Située sur la scène comme elle l’est, cette structure ne permet pas d’en exploiter toute la profondeur, avec les conséquences que l’on devine pour les mouvements de foule, réduits à leur plus simple expression. Sans doute Charles Roubaud essaie-t-il de les animer. Il fait défiler les invitées de la fête initiale sur le praticable, mettant en valeur les somptueuses toilettes féminines conçues par Katia Duflot. Mais cela semble plus un raout mondain qu’une orgie naissante. Plus tard, l’expédition nocturne des courtisans devient, pour lui, le prolongement de la soirée très arrosée. Mais c’est le traitement des scènes avec solistes qui laisse insatisfait, tant les positions face au public, qui affaiblissent l’impact dramatique des interactions, semblent systématiques.
© Christian Dresse
Toutefois, ces choix de mise en scène ont peut-être leur justification : pour deux des solistes ces représentations sont l’occasion d’une prise de rôle. Dès lors, les mettre en relation directe et prolongée avec la fosse peut être interprété comme la bienveillance d’un professionnel chevronné envers des artistes dont le souci en ce soir de première est leur coordination avec le chef d’orchestre. On est enclin à le croire, car au premier acte la direction de Roberto Rizzi-Brignoli nous semble quelque peu inégale, tantôt précipitée, tantôt excessivement ralentie, aux dépens ou en faveur des chanteurs. Après l’entracte, toutefois, nous avons retrouvé le chef dont nous aimons le lyrisme, et la netteté d’une lecture qui imprime à l’orchestre, qui lui répond admirablement, la cohérence dramatique et les accents, goguenards et sinistres, acides et déchirants, mélodieux et désarmants, dans une marche inéluctable où le destin va s’accomplir.

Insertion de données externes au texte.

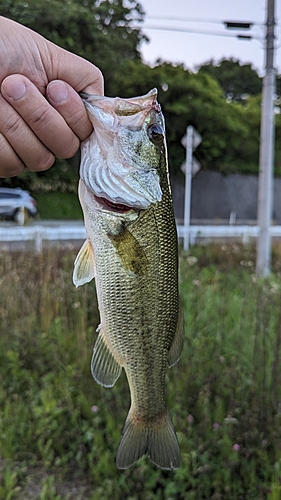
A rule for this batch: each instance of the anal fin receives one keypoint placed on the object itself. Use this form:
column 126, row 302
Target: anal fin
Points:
column 159, row 442
column 105, row 368
column 84, row 265
column 175, row 351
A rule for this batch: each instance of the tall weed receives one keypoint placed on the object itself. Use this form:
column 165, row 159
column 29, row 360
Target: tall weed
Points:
column 224, row 394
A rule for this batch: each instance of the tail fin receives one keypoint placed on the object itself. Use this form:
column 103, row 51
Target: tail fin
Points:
column 158, row 442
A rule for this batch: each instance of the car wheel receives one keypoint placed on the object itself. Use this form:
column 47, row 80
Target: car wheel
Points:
column 21, row 216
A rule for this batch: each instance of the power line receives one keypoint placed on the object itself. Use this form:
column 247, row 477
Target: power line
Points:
column 198, row 20
column 195, row 31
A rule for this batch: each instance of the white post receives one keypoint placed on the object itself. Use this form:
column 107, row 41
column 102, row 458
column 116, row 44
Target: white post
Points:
column 265, row 191
column 187, row 194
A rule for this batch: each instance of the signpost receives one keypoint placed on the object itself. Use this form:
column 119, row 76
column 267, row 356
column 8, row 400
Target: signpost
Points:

Cette réussite, on la retrouve dans la distribution. Certes, la performance d’Enea Scala, qui débute en duc de Mantoue n’est pas encore au niveau de certains de ses prédécesseurs glorieux et peut-être de ses ambitions. Pour le ténor, ce rôle peut-être un piège car il semble concevoir le personnage comme un risque-tout sur le plan vocal, et ce n’est pas sans conséquences quand lors des suraigus émis en force la couleur change et le métal affleure laidement. Il a donné par le passé assez de preuves de sa musicalité pour espérer que, passé le stress de la première il redimensionne ses objectifs et joue de ses moyens, homogénéité, étendue réelle, longueur de souffle, sans les pousser à outrance. Alors il pourrait incarner davantage le personnage et prendre moins la pose.
Nicola Alaimo rêvait de Rigoletto. On lui souhaite de retrouver le rôle dans une autre production, celle de Marseille étant le point de départ d’un approfondissement nécessaire. Pour lui aussi la fosse demeure le repère et cela entrave certainement son interprétation. Mais il a sans nul doute les fondamentaux indispensables, tant vocaux que dramatiques, et déjà son Rigoletto a une charge expressive qui laisse présager une incarnation majeure à venir. Comme pour son Falstaff, on pourra dire : « j’y étais ».
Leur Gilda, Jessica Nuccio, ne débutait pas dans le rôle, mais elle était inconnue à Marseille. Gageons qu’elle deviendra une « chouchoute » du public car outre une présence scénique adéquate elle a démontré une maîtrise vocale qui a soulevé l’enthousiasme du public. Seuls les aigus émis en force prennent une fâcheuse résonance métallique, mais tous les autres sont brillants, le medium est sonore, les trilles sont impeccables et la souplesse coule de source.
Alexey Tikhomirov est un Sparafucile convaincant, aux moyens adéquats pour le rôle, et à la prononciation soignée. Le personnage de Maddalena tient ici plus de l’escort-girl que de la prostituée de barrière ; Annunziata Vestri lui prête une distinction inhabituelle et des graves caverneux qui semblent naturels. Le reste du plateau est sans reproche, à commencer par le chœur, d’une belle homogénéité. Des seconds rôles on distinguera le Marullo sonore d’Anas Seguin et le Monterone de Julien Véronèse dont la voix profonde révèle la proximité de ce père outragé avec le Commandeur mozartien.Encore quatre représentations. On envie les spectateurs de la dernière : délivré des affres du début, le plateau devrait se surpasser. Une excitante perspective !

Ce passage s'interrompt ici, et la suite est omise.